Open Access

Bilirubin is independently associated with oxidized LDL levels in young obese patients

  • Henrique Nascimento1, 2, 3,
  • Ana Inês Alves1, 2,
  • Susana Coimbra1, 2, 4,
  • Cristina Catarino1, 2, 3,
  • Diana Gomes2,
  • Elsa Bronze-da-Rocha1, 2, 3,
  • Elísio Costa1, 2, 3,
  • Petronila Rocha-Pereira5,
  • Luísa Aires6, 7,
  • Jorge Mota6,
  • Helena Ferreira Mansilha8,
  • Carla Rêgo9,
  • Alice Santos-Silva1, 2, 3 and
  • Luís Belo1, 2, 3, 10Email author
Diabetology & Metabolic Syndrome20157:4

DOI: 10.1186/1758-5996-7-4

Received: 11 November 2014

Accepted: 14 January 2015

Published: 23 January 2015

Abstract

Background

Bilirubin can prevent lipid oxidation in vitro, but the association in vivo with oxidized low-density lipoprotein (Ox-LDL) levels has been poorly explored. Our aim is to the association of Ox-LDL with total bilirubin (TB) levels and with variables related with metabolic syndrome and inflammation, in young obese individuals.

Findings

125 obese patients (13.4 years; 53.6% females) were studied. TB, lipid profile including Ox-LDL, markers of glucose metabolism, and levels of C-reactive protein (CRP) and adiponectin were determined. Anthropometric data was also collected.

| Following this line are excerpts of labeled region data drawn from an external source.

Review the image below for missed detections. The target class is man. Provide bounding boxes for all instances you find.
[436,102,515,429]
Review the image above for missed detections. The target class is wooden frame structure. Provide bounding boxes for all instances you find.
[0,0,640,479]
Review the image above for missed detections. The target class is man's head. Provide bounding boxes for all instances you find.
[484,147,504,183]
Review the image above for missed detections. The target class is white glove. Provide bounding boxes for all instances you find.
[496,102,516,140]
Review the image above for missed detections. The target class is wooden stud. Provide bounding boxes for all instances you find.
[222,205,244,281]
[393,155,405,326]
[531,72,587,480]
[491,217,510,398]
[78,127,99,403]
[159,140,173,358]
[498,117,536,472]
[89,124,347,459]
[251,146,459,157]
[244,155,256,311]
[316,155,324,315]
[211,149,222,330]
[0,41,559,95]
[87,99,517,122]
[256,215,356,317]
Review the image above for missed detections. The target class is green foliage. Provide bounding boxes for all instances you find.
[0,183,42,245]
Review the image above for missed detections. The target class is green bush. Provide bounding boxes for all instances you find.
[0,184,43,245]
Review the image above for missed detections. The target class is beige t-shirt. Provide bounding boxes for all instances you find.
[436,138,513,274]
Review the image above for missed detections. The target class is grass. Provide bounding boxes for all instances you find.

In all patients, Ox-LDL correlated positively with BMI, total cholesterol, LDLc, triglycerides (TG), CRP, glucose, insulin and HOMAIR; while inversely with TB and HDLc/Total cholesterol ratio (P < 0.05 for all). In multiple linear regression analysis, LDLc, TG, HDLc and TB levels were significantly associated with Ox-LDL (standardized Beta: 0.656, 0.293, −0.283, −0.164, respectively; P < 0.01 for all). After removing TG and HDLc from the analysis, HOMAIR was included in the regression model. In this new model, LDLc remained the best predictor of Ox-LDL levels (β = 0.665, P < 0.001), followed by TB (β = −0.202, P = 0.002) and HOMAIR (β = 0.163, P = 0.010).

Conclusions

Lower bilirubin levels may contribute to increased LDL oxidation in obese children and adolescents, predisposing to increased cardiovascular risk.

Keywords

Bilirubin Oxidized-LDL Oxidative stress Atherosclerosis Pediatric obesity

Findings

Introduction

Bilirubin has important antioxidant and anti-inflammatory properties. Actually, bilirubin can protect low-density lipoprotein (LDL) from oxidation [1] and persons expressing Gilbert syndrome (i.e., unconjugated hyperbilirubinemia) present lower circulating levels of oxidized-LDL (Ox-LDL) [2]. Stojanov et al. [3] reported that healthy young men (18 to 22 years old) with high total bilirubin (TB) have lower concentration of Ox-LDL. Furthermore, a protective association between serum bilirubin level and cardiovascular disease (CVD) and death exists in both men and women [4]. Besides, serum bilirubin levels were inversely associated with body mass index (BMI) values in adults [5], and in a study involving American children and adolescents, bilirubin concentrations were found to be inversely associated with metabolic syndrome, which seemed to be related to the insulin resistance (IR) status [6].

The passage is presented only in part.